Starring Will Smith and his real-life son Jaden, this father-son science fiction film failed to catch on with the American public. Although the film did moderately well overseas, it did not find the same success domestically. Before its release, Columbia Pictures held that "After Earth" would be the first of a successful film franchise; however, that looks increasingly unexpectedly due to this summer's poor box office run. The film was given many negative reviews beforehand, with some saying it would challenge "Battlefield Earth" for the title of worst movie ever. For Will Smith, "After Earth" was a tragic failure, and it was the first of his films that did not debut in the number one US box office slot in more than two decades. Some reasons for the film becoming a flop may be due to allegations that Scientology teachings were incorporated into the plot. Also, there were accusations of nepotism since Will Smith is the father of Jaden Smith.

" The Lone Ranger "

Going by box office revenue, "The Lone Ranger" did not do too badly.
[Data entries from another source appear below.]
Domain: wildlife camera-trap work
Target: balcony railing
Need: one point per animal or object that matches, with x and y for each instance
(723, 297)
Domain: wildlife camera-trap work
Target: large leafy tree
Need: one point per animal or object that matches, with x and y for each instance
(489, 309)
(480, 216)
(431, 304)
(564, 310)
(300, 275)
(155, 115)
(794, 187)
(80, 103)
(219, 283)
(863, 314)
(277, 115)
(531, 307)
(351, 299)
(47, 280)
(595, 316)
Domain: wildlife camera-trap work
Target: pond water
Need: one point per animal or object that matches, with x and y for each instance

However, when compared to the film's massive production and marketing budget of $ 225 to $ 250 million, this film barely broke even. This film was set up to fail from the beginning, with rumors that it would be taken through half through filming due to production and financing problems. Many of the film's cast agreed to give up 20 percent of their salies for filming to continue. The week of its release, many film critics compared it to the high-profile flop of 2012, "John Carter." The film also received criticism because Johnny Depp was cast as a Native American. Depp came out to silence the critics by saying he had some Comanche ancestry, but there were still doubts about his ability to accurately portray the role.

"RIPD"

Unlike many of the films above that at least succeeded in one market (either domestic or international), "RIPD" failed in both. With high profile lead actors Jeff Bridges and Ryan Reynolds on board, not to mention a support cast that included Kevin Bacon, it was somewhat surprising that this film bombed so terribly. For a film with a production budget of $ 130 million, it was disappointing to Universal Pictures that "RIPD" made less than ten percent of this figure on its opening weekend. After its initial run in theaters, "RIPD" had only made $ 61 million at the global box office, or less than half of its production budget. Many film critics have labeled this film as a box office bomb, which will at least give audiences a reason to remember it in the years to come.